Mark E. Dundon


Mark Dundon

Mark Dundon is an associate in the Dallas office of Weil’s Tax, Executive Compensation & Benefits Department. His practice focuses on private equity sponsors and strategic clients in connection with acquisitions, including taxable and tax-free transactions, investments, divestitures, joint ventures, restructurings, and debt and equity offerings.

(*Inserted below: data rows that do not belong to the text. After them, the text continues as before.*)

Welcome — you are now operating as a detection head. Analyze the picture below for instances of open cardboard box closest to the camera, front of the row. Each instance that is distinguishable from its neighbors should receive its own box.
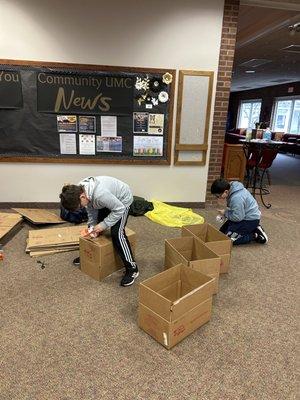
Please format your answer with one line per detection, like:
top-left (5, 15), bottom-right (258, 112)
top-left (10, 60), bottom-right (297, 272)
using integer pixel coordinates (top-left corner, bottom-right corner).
top-left (138, 264), bottom-right (213, 349)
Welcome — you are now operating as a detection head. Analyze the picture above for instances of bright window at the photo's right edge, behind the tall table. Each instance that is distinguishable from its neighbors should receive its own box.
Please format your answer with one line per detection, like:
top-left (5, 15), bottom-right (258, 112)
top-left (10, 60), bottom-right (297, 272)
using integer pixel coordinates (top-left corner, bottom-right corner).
top-left (272, 96), bottom-right (300, 135)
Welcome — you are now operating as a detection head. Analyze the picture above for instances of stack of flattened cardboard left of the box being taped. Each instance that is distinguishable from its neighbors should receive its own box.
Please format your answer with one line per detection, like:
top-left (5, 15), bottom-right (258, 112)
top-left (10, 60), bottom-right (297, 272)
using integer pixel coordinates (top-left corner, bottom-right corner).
top-left (26, 225), bottom-right (82, 257)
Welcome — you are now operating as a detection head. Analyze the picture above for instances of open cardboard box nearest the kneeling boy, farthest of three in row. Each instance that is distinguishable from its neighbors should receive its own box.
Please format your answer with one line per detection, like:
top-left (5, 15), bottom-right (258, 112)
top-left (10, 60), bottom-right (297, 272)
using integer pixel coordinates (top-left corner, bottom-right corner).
top-left (181, 223), bottom-right (232, 274)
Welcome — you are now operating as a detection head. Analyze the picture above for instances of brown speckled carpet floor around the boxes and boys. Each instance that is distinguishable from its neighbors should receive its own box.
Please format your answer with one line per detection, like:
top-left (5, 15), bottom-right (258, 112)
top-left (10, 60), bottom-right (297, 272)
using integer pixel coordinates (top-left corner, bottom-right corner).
top-left (0, 185), bottom-right (300, 400)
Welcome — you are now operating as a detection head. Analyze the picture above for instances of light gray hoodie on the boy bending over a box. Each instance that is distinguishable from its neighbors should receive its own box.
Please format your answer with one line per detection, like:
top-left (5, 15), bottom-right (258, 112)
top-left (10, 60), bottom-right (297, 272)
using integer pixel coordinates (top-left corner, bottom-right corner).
top-left (79, 176), bottom-right (133, 229)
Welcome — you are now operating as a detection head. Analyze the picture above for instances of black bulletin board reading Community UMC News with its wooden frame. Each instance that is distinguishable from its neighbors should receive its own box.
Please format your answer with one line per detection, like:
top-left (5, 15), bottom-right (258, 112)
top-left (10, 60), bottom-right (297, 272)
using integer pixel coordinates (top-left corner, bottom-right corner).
top-left (0, 60), bottom-right (176, 164)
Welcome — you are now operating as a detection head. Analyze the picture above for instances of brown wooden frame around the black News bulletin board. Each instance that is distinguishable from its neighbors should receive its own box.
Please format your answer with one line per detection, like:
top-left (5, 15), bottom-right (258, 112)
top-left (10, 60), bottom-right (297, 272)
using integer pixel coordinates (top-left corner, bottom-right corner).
top-left (0, 59), bottom-right (176, 165)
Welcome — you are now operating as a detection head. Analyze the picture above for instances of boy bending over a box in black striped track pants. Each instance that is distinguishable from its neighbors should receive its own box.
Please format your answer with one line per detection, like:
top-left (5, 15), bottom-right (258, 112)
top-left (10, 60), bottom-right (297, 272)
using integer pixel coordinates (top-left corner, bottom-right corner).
top-left (60, 176), bottom-right (139, 286)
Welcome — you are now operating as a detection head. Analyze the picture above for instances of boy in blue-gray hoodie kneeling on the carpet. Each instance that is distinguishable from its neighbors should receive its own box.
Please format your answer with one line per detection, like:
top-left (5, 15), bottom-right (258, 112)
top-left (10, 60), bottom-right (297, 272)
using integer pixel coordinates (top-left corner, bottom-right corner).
top-left (211, 179), bottom-right (268, 245)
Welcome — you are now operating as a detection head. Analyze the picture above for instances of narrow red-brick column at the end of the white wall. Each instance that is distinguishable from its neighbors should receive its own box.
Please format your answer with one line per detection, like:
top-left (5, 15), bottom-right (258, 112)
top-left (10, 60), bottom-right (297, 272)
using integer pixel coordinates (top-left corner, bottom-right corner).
top-left (206, 0), bottom-right (240, 205)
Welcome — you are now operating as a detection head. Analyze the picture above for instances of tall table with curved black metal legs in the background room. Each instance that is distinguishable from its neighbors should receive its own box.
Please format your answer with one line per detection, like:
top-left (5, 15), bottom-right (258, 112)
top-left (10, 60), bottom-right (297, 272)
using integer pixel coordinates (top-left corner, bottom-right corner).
top-left (240, 139), bottom-right (284, 208)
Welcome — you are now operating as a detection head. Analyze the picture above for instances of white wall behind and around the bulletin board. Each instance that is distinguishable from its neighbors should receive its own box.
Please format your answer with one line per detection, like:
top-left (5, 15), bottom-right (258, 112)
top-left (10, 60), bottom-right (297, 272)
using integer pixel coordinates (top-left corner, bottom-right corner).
top-left (0, 0), bottom-right (224, 202)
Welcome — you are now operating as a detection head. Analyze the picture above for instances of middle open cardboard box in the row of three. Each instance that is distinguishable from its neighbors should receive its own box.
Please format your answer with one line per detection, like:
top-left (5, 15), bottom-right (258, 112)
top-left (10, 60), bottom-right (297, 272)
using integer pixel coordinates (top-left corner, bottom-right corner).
top-left (165, 236), bottom-right (221, 293)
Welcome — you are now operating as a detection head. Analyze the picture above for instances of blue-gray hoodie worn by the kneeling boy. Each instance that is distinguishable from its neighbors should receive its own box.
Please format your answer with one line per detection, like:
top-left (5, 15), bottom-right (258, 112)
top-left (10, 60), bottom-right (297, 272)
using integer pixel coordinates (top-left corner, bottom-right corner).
top-left (225, 181), bottom-right (261, 222)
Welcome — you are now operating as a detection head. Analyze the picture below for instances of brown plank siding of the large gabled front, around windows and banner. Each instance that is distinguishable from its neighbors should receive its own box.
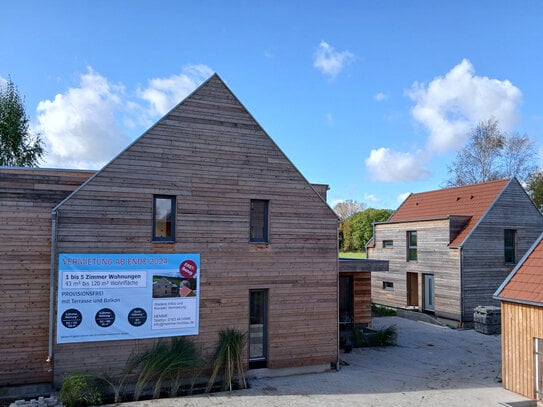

He has been part of several teams representing clients on a range of transactions including:

  • Willis Group Holdings plc in its $18 billion merger of equals with Towers Watson & Co.
  • Norwegian Cruise Line Holdings Ltd. in its $3.025 billion acquisition of Prestige Cruises International, Inc.
  • Oracle Corporation in its $5.3 billion acquisition of MICROS Systems, Inc. and its $1.5 billion acquisition of Responsys, Inc.
  • PetroLogistics LP and PetroLogistics GP LLC and their parent, Propylene Holdings LLC, in its $2.1 billion sale to Flint Hills Resources, LLC
  • Eli Lilly and Company in its $5.4 billion acquisition of the animal health business of Novartis AG creating the second-largest animal health company by global revenue, and in the acquisition by Elanco, its animal health division, of Lohmann SE (Lohmann Animal Health)
  • Facebook, Inc. in its $16 billion acquisition of WhatsApp Inc., and in its acquisition of Parse, a provider of cloud-based software developer kits
  • Lenovo Group Ltd. in its approximately $2.9 billion acquisition of the Motorola Mobility smartphone business from Google
  • CEC Entertainment, Inc., a franchisor of family dining and entertainment centers under the Chuck E. Cheese name in the United States and internationally, in its $1.3 billion take-private by Apollo Global Management
  • ATMI, Inc. in its $185 million sale of its LifeSciences Business to Pall Corporation and subsequently, ATMI’s $1.2 billion sale to Entegris, Inc.
  • Verizon Communications Inc. in its acquisition of EdgeCast Networks, Inc and in its acquisition of Intel Media from Intel Corporation, including intellectual property rights and other assets that enable Intel’s OnCue Cloud TV platform
  • Apache Corporation in its $2.95 billion sale of a 33% stake in its Egypt oil and gas business to, and the formation of a joint venture with, Sinopec International Petroleum Exploration and Production Corporation
  • General Electric Company in its acquisition of Lufkin Industries, Inc., a publicly traded provider of artificial lift technologies for the oil and gas industry
  • Thomas H. Lee Partners in its acquisition of CompuCom Systems, Inc., a leading IT outsourcing company, and the Fogo de Chão restaurant chain
  • Leucadia National Corporation in a tax-free strategic combination with Jefferies Group, Inc., in a tax-free spin-off of Crimson Wine Group and in its increased investment in HomeFed Corporation to own approximately 65% of HomeFed
  • Berkshire Partners LLC in its investment in Farm Boy Inc., a Canada-based food retailer
  • American Securities LLC in its acquisition of HHI Holdings LLC, a US-based auto components supplier
  • General Electric Capital Corporation in its investment in the EBX Group controlled by Eike Batista
  • Avista Capital Partners and Partners Group in their acquisition of Strategic Partners, Inc., a leading manufacturer of medical uniforms
  • Lincare Holdings, Inc. in its acquisition by Linde Group of Germany

Mr. Dundon has been recognized as a “Rising Star” in Texas for Tax by Super Lawyers since 2014. Prior to joining Weil, he served as a law clerk to the Honorable William L. Garwood of the United States Court of Appeals for the Fifth Circuit. He received his law degree, with high honors, from the University of Texas, where he was a Chancellor-at-Large (top 16 highest ranking graduates), an articles editor for the Texas Law Review and a member of the Order of the Coif.